Question

In a water-fall, the water falls from a height of $100$m. If the entire K.E. of water is converted into heat, the rise in temperature of water will be
A. ${0.23^ \circ }C$
B. ${0.46^ \circ }C$
C. ${2.3^ \circ }C$
D. ${0.023^ \circ }C$

Answer 1

To calculate the rise of temperature of water, we need to use the concept of kinetic energy converted into heat. Also, the velocity of water falling freely under gravity depends on the mass of the body, acceleration due the gravity of the earth and height from which it is falling.

Formulae used:
Kinetic energy $K = \dfrac{1}{2}m{v^2}$
Velocity of water falling freely under gravity $v = \sqrt {2gh}$
Where, $m$ - mass of water, $h$ - height of the water fall and $g$ - acceleration due to gravity.

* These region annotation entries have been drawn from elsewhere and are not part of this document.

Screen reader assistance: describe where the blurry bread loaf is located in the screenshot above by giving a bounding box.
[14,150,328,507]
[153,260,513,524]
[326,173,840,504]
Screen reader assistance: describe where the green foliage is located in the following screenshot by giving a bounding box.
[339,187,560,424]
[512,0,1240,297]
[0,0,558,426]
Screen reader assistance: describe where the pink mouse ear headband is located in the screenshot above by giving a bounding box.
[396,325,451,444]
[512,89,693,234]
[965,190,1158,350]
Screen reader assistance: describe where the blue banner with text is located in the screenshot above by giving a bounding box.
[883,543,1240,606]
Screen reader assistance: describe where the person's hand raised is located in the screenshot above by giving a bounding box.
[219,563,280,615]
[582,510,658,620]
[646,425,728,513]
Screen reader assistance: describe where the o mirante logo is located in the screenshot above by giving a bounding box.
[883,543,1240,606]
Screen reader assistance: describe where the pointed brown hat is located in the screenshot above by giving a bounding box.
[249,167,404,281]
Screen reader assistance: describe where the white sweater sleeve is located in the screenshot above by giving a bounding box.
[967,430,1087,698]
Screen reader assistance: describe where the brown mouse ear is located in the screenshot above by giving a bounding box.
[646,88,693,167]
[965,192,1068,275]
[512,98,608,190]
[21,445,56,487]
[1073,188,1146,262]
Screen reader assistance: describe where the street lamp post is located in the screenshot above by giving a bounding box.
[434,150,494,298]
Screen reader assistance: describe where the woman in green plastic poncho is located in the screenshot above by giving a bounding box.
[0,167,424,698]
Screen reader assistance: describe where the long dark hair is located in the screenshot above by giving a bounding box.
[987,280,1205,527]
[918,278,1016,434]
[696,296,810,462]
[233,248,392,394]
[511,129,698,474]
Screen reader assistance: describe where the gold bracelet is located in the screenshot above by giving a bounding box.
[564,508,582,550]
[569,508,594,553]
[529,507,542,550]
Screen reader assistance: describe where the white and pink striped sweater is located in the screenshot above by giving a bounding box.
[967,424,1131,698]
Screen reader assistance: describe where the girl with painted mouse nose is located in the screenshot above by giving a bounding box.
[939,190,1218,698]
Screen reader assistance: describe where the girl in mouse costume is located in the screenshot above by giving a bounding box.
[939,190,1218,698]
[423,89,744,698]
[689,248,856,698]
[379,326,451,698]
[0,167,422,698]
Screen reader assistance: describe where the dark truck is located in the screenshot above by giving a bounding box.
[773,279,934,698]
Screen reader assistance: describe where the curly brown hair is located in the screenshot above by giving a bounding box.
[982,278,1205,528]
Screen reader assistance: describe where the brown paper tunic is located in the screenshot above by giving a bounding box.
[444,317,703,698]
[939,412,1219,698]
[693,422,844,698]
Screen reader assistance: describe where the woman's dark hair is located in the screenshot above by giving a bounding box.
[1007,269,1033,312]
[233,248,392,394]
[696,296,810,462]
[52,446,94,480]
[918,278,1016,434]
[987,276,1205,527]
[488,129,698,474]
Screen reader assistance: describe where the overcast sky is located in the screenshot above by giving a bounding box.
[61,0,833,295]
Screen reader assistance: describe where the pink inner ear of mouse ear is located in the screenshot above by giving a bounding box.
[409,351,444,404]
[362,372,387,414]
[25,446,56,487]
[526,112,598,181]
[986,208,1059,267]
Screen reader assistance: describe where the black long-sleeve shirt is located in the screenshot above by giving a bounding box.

Complete step by step answer:
We are given $h = 100$ m.
Let us consider $m = 1$ kg of water converting into heat.
So, velocity of the water in waterfall, $v = \sqrt {2gh}$
$v = \sqrt {2 \times 9.8 \times 100}$
$\Rightarrow v = 44.27\,m{s^{ - 1}} - - - - - - - (1)$
The kinetic energy of the water is given by $K = \dfrac{1}{2}m{v^2}$
$K = \dfrac{1}{2} \times 1 \times {\left( {44.27} \right)^2}$
$\Rightarrow K = 980\,J - - - - - - - - - - (2)$
Now, the whole kinetic energy is converted into heat.So the heat capacity of the water is $4184Jk{g^{ - 1}}{K^{ - 1}}$ . The $980\,J$ of water raise the temperature of each $1\,kg$ of water by $$\left( {\dfrac{{980}}{{4184}}} \right)$$$ ^\circ C$. So, the rise in temperature is${0.23^ \circ }C$.

Hence, option A is correct.

Note: Heat capacity is the quantity of the heat required to raise the temperature of the substance by one degree. If the mass of the substance is unity then the heat capacity is called Specific heat capacity. The motion of water from the waterfall is under the freely falling bodies.